Agricultural Research Service

Research Project: IMPROVEMENT OF PEST RESISTANCE AND QUALITY TRAITS OF SOYBEAN

Location: Corn, Soybean and Wheat Quality Research Unit

Title: Maintaining genetic diversity and population panmixia through dispersal and not gene flow in a Holocyclic heteroecious aphid species

Authors
item Orantes, Lucia -
item Zhang, Wei -
item Mian, Rouf
item Michel, Andrew -

Submitted to: Heredity
Publication Type: Peer Reviewed Journal
Publication Acceptance Date: March 20, 2012
Publication Date: May 2, 2012
Repository URL: http://handle.nal.usda.gov/10113/56268
Citation: Orantes, L.C., Zhang, W., Mian, R.M., Michel, A.P. 2012. Maintaining genetic diversity and population panmixia through dispersal and not gene flow in a Holocyclic heteroecious aphid species. Heredity. 109(2):127-134.

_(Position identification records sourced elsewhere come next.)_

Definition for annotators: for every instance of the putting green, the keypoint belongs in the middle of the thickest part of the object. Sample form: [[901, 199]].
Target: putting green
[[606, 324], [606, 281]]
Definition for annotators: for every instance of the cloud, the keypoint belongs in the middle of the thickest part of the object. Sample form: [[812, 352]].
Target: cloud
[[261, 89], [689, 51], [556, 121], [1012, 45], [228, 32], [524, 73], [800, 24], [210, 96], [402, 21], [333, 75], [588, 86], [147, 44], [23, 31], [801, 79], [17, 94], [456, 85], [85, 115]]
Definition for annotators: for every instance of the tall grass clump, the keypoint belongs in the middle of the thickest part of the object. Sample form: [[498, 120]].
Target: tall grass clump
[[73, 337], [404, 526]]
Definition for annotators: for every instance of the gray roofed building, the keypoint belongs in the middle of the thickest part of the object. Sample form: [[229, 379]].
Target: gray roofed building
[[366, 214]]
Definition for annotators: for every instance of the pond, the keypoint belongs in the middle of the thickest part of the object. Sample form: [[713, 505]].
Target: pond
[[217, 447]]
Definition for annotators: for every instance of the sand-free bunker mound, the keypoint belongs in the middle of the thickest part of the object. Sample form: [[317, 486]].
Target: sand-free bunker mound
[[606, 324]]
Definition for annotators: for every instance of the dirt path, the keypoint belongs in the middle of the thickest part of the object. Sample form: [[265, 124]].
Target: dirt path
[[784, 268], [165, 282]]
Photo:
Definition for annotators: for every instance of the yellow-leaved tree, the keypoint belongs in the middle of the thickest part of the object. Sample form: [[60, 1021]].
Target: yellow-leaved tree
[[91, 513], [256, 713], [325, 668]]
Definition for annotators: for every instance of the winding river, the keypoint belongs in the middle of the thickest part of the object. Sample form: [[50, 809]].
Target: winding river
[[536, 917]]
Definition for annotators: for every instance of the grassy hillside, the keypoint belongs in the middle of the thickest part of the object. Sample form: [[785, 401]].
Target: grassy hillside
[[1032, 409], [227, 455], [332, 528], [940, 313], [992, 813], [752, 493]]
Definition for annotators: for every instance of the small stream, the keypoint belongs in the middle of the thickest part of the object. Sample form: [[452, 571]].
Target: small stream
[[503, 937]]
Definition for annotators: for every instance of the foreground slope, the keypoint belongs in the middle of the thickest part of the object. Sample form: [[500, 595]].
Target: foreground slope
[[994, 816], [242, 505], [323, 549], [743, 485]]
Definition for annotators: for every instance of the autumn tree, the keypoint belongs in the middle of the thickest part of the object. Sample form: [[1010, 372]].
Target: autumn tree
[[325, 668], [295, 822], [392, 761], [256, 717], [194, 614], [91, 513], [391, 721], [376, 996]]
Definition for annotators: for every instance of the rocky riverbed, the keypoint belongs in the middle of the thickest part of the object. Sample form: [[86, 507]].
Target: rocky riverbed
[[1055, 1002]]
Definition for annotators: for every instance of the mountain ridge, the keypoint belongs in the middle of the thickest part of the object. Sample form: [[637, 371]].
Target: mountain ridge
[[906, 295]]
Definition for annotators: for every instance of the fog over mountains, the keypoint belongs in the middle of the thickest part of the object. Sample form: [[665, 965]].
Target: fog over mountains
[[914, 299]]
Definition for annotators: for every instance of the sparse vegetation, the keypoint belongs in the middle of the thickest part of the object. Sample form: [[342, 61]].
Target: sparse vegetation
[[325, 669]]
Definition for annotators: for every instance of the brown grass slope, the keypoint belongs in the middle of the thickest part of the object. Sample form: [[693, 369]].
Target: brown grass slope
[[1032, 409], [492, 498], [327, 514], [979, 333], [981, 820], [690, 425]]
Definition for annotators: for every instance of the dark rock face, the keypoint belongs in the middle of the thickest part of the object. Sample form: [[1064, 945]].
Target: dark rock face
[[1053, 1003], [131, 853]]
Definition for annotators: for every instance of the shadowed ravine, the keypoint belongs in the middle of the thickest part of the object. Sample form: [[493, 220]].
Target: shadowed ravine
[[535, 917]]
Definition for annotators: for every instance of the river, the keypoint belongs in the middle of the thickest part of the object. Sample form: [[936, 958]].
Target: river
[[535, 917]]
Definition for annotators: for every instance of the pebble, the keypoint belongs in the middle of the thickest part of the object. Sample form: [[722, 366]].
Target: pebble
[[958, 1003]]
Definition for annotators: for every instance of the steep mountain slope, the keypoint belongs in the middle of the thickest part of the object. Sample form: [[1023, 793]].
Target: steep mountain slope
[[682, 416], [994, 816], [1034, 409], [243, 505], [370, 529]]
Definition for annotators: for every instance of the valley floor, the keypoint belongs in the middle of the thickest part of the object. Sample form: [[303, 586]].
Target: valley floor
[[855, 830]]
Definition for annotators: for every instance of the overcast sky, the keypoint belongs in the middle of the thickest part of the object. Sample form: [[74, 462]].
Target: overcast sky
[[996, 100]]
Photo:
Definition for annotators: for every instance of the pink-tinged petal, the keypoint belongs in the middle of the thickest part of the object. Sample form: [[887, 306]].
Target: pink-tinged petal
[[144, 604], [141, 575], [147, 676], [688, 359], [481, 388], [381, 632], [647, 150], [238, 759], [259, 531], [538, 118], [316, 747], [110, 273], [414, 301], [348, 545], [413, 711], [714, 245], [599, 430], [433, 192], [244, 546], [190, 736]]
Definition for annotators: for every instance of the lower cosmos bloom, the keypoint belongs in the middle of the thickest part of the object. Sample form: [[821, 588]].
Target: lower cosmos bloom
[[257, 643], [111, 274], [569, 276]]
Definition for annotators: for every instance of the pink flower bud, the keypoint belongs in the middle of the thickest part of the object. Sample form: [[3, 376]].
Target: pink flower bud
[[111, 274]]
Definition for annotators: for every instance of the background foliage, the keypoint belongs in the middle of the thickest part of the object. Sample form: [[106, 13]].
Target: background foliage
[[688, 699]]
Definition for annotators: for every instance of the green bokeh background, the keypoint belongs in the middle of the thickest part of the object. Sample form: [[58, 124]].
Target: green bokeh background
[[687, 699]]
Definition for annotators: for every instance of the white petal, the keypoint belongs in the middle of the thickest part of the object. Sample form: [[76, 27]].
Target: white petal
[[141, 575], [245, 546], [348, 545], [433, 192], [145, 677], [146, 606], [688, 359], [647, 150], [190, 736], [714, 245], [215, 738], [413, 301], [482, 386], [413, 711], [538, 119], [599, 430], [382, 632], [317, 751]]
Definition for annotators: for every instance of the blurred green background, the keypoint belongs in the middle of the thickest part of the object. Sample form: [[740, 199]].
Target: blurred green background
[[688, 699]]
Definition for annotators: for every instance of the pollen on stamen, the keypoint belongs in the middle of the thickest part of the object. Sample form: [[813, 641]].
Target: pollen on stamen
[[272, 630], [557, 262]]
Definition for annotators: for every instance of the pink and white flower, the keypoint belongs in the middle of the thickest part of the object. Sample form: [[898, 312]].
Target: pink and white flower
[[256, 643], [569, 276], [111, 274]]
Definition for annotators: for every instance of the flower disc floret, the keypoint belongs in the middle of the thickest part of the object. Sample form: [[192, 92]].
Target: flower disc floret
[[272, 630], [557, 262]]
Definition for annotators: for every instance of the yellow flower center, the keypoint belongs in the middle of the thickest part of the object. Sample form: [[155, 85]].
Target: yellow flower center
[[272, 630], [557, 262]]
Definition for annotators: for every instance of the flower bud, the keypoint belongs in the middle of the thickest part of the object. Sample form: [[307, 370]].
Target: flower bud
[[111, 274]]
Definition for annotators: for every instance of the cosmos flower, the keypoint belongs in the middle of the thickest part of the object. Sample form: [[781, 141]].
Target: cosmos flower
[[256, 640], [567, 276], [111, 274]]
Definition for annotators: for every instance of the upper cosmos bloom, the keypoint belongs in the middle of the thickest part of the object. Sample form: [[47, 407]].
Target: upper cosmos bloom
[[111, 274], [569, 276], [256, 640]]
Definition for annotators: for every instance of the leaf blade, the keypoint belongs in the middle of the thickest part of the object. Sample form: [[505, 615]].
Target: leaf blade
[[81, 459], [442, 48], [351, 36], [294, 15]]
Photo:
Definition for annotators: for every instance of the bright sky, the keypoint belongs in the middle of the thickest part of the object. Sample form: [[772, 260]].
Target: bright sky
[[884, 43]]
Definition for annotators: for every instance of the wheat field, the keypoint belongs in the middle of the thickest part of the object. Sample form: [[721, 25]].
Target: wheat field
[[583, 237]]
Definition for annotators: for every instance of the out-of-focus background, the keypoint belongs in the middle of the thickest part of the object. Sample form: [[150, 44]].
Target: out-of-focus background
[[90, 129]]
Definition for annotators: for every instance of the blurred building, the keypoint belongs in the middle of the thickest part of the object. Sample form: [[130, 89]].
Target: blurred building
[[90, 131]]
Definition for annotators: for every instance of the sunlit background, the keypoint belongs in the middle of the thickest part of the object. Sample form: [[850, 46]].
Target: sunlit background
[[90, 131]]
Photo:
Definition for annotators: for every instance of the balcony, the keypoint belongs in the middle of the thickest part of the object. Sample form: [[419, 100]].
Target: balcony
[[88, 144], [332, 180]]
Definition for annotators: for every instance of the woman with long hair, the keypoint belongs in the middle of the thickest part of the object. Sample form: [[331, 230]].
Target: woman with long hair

Interpretive Summary: The soybean aphid is the number one insect pest of soybean in USA. The life cycle of the aphid alternate between sexual and asexual reproduction on primary and secondary hosts, respectively. Most aphids are generalists, but the soybean aphid survives only on the primary host buckthorn (Rhamnus spp.) and the secondary host soybean (Glycine max). Due to this specialization and sparse primary host distribution, colonization events could be localized and involve founder effects, impacting genetic diversity, population structure and adaptation. We characterized changes in genetic diversity and structure across time among A. glycines populations. Populations were sampled from secondary hosts twice in the same geographic location: once after secondary colonization (early-season) and again immediately prior to primary host colonization (late-season). We specifically tested for evidence of founder effects and genetic isolation in early-season populations, and whether or not late-season dispersal restored genetic diversity and reduced fragmentation. A total of 24 Single Nucleotide Polymorphism and 6 microsatellites markers were used to generate and compare population genetic statistics including the number of genotypes and spatial autocorrelation. We found significantly lower levels of genetic diversity and higher levels of genetic isolation among early-season collections, indicating secondary host colonization occurred locally and involved founder effects. While genetic relatedness significantly decreased with geographic distance in early-season collections, no spatial structure was observed in late-season collections.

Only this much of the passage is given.